Here's how it looks in the pdf:

enter image description here

It also offsets if I change both of the subfigures to the same figure so it isn't a problem with one of the images having more space or something.

Anyone have any ideas?

Thanks a lot

3
  • Please help us to help you and add a minimal working example (MWE) that illustrates your problem. It will be much easier for us to reproduce your situation and find out what the issue is when we see compilable code, starting with \documentclass{...} and ending with \end{document}.
    – user31729
    Mar 19, 2015 at 17:04
  • 1
  • floatrow provides support for this by default - vertically aligned captions for sub-floats.
    – Werner
    Mar 19, 2015 at 17:08

1 Answer 1

1

The problem is that one of the subcaptions has two lines and the other only one, and LaTeX is trying to vertically center both subfigures (subcaptions included).
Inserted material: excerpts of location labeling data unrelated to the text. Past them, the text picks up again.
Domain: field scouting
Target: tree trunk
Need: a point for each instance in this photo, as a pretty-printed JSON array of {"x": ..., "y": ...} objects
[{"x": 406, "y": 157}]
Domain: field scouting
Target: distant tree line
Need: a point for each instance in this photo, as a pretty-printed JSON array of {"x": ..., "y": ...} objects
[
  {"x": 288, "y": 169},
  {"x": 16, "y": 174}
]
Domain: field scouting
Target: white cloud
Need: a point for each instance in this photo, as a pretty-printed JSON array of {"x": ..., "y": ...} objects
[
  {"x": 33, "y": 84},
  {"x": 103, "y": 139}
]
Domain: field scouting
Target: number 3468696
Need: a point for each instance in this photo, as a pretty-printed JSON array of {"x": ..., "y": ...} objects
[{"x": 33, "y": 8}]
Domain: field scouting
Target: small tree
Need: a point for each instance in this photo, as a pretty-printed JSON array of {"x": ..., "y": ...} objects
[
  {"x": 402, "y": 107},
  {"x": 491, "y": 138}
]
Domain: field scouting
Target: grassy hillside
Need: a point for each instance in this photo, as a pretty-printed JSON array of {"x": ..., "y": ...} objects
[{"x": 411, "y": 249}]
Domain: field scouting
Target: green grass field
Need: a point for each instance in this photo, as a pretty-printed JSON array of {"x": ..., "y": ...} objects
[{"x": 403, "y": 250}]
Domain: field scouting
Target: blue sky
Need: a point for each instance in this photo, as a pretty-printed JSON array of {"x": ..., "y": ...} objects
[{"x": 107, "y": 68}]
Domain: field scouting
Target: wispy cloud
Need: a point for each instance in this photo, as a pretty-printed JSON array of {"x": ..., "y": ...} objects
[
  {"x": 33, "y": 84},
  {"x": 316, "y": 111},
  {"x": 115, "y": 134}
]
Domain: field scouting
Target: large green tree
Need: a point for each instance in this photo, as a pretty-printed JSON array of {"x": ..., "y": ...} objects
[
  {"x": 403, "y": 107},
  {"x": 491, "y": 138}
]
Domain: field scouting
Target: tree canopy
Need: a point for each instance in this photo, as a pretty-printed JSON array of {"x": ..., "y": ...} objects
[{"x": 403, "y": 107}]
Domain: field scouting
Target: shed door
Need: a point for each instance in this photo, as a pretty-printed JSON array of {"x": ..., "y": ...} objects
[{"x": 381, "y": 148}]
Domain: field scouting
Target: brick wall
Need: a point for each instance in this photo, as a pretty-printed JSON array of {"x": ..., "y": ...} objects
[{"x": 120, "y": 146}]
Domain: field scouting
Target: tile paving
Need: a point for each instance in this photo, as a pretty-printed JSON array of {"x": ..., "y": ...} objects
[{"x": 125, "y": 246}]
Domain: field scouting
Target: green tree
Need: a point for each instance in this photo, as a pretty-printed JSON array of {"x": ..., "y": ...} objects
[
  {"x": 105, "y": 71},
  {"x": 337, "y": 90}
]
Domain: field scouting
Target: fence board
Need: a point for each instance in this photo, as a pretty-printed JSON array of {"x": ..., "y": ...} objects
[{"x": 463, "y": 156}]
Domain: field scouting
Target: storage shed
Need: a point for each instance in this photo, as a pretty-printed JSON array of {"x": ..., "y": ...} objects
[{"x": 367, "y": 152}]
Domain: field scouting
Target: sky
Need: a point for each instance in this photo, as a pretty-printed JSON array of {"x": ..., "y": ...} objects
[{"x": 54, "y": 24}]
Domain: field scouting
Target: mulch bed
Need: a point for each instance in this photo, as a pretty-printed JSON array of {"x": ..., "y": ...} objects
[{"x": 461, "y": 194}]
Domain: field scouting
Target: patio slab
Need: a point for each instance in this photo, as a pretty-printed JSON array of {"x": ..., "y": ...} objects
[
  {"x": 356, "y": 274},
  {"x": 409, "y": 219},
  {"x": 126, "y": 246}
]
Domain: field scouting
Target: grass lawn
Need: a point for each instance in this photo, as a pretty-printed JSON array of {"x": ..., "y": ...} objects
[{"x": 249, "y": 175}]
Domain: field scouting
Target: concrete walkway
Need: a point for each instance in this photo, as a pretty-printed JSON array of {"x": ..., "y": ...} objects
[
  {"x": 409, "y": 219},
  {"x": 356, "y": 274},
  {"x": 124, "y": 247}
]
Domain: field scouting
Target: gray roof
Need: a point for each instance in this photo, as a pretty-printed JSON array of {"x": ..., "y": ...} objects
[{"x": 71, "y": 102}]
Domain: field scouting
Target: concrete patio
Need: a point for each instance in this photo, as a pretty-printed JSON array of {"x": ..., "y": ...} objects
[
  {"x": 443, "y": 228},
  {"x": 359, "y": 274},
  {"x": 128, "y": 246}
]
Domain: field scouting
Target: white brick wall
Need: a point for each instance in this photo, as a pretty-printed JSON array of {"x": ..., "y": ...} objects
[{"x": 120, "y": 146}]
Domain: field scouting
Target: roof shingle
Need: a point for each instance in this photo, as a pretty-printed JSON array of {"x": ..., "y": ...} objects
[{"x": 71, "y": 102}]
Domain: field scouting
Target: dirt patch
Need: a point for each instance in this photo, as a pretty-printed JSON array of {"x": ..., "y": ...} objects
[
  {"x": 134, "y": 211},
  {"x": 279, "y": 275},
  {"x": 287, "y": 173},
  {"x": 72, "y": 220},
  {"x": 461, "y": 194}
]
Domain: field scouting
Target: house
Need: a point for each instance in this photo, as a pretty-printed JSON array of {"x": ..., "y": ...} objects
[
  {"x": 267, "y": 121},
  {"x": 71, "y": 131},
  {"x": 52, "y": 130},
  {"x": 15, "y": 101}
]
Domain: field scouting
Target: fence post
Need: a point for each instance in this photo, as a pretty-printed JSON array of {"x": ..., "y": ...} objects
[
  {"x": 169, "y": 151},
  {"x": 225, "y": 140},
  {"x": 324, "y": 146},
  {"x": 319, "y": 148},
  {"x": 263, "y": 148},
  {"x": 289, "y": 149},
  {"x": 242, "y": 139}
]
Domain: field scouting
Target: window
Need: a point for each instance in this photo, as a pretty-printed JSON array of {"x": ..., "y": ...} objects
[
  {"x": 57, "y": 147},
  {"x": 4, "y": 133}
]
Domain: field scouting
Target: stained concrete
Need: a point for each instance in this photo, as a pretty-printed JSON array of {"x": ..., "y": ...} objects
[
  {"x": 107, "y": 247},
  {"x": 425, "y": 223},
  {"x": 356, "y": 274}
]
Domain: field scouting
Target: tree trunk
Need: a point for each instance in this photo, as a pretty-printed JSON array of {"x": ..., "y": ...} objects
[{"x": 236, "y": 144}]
To solve it add [t] to \begin{subfigure}:

\begin{subfigure}[t]{0.49\textwidth}

MWE:

\documentclass[demo]{article}
\usepackage{graphicx}
\usepackage{caption,subcaption}
\begin{document}
\begin{figure}[h!]
\centering
\begin{subfigure}[t]{0.49\textwidth}
\includegraphics[width=\textwidth]{black body.png}
\caption{Theortical intensity of a black body white light source according to equation~\ref{eq:black body}}
\label{fig:black body}
\end{subfigure}
\begin{subfigure}[t]{0.49\textwidth}
\includegraphics[width=\textwidth]{black body plus response.png}
\caption{white light source measured with system repsonse }
\label{fig:black body plus response}
\end{subfigure}
\caption[Black body measurement]{Intensity of a perfect black body measured in a system with an equal response over all wavelengths}\label{fig:black body comparison}
\end{figure}
\end{document}

enter image description here

2
  • Oh thanks so much that's worked brilliantly!
    – bonzo1984
    Mar 19, 2015 at 17:24
  • @bonzo1984 you are welcome. If that has solved your issue, please consider accepting the answer to mark the question as solved. See Accepting Answers: How does it work? for more info.